Because configuration decryption usually happens during startup and unique salts can be cached after the first derivation, a higher iteration count is more practical here than it is for per-request API-key validation. A reasonable target for the future versioned format is a measured startup cost, for example 100 ms to 200 ms per unique salt on supported deployment hardware. The exact iteration count should be selected from benchmark data rather than copied directly from password-storage guidance.
Rollout Plan
- Update
light-4jAESSaltDecryptorto read both three-part CBC and four-part GCM formats. - Add regression tests for both formats with known ciphertext fixtures.
- Release the compatible
light-4jdecryptor. - Keep
light-encryptorgenerating only four-part GCM values. - Log a throttled warning whenever the legacy three-part CBC path is used.

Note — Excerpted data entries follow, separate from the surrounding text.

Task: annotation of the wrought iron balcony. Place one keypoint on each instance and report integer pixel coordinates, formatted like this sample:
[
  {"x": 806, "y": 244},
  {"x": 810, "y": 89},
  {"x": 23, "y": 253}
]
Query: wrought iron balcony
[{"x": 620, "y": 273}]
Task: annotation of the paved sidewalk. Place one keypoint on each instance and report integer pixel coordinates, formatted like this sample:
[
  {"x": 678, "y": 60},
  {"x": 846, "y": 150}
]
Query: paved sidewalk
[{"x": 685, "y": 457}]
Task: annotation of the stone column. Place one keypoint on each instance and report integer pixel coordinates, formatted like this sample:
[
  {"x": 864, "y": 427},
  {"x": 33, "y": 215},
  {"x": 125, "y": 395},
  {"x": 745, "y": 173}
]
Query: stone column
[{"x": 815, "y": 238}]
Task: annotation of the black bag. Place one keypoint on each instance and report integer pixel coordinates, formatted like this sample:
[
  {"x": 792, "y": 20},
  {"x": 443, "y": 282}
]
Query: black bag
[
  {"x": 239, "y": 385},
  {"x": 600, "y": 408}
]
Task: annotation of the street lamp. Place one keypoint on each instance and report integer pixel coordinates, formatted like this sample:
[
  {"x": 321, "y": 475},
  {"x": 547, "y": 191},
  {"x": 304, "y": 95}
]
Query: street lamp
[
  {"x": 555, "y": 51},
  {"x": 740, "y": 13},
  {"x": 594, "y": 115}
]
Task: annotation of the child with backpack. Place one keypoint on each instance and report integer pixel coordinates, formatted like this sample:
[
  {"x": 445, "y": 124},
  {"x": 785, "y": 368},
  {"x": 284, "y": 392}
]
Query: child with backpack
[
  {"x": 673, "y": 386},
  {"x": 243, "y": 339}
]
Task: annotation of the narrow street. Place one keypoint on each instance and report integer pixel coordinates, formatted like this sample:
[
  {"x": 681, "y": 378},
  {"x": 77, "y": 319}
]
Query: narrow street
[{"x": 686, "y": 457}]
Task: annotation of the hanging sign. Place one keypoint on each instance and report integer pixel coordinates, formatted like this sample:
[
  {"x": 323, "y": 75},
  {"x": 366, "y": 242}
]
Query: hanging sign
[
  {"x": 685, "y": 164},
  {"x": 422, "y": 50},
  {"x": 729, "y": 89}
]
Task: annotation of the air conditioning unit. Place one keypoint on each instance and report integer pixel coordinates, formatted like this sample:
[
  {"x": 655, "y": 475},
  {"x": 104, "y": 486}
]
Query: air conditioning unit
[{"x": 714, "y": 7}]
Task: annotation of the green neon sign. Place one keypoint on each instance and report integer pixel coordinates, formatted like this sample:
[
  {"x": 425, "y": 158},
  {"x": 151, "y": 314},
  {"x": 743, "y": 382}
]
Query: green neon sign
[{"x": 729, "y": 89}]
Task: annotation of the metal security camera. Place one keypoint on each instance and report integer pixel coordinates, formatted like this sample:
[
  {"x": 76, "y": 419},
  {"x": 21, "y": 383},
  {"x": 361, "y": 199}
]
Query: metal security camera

- Gradually regenerate old three-part values with the new
light-encryptorwhen configuration files are touched. - Add a scanner or CI check that can report remaining three-part
CRYPTvalues, but do not fail builds until downstream repositories have migrated. - Add a command-line migration utility that can rewrite legacy values after decrypting them with the configured master password.
- Design and implement a separate versioned format before increasing the KDF
iteration count for
CRYPTvalues.
Test Plan
Add focused tests in decryptor:
- decrypts a known legacy
CRYPT:salt:hashvalue to the expected plaintext - decrypts a known current
CRYPT:salt:iv:hashvalue to the expected plaintext - rejects malformed values with fewer than three parts
- rejects malformed values with more than four parts
- rejects empty salt, IV, or ciphertext fields
- verifies
AutoAESSaltDecryptorandManualAESSaltDecryptorinherit the same compatibility behavior
Add config-loading coverage:
- one YAML fixture with a legacy three-part value
- one YAML fixture with a four-part value
- one JSON-style config fixture if the existing config tests cover encrypted values in JSON strings
Add migration checks:
rg -n "CRYPT:[^:[:space:]]+:[^:[:space:]]+(\\s|$)" .
This reports likely legacy three-part values. Each match should be reviewed before replacement because grep is only a locator, not a parser.
Operational Notes
Services should be upgraded to a compatible light-4j decryptor before new
four-part encrypted values are deployed to their configuration. Older runtimes
that only support the three-part CBC format cannot decrypt values generated by
the current light-encryptor.
The compatibility decryptor should log enough detail to identify a format problem, but it must not log plaintext secrets, derived keys, ciphertext bytes, or the master password.
Open Questions
- What package should own the migration utility:
light-encryptor,light-4j, or a small standalone migration artifact? - What benchmark baseline should define the future
CRYPT2KDF cost across container, VM, and local developer environments? - Which
HashUtilcallers can safely persist upgraded hashes afterneedsRehash(...)returns true?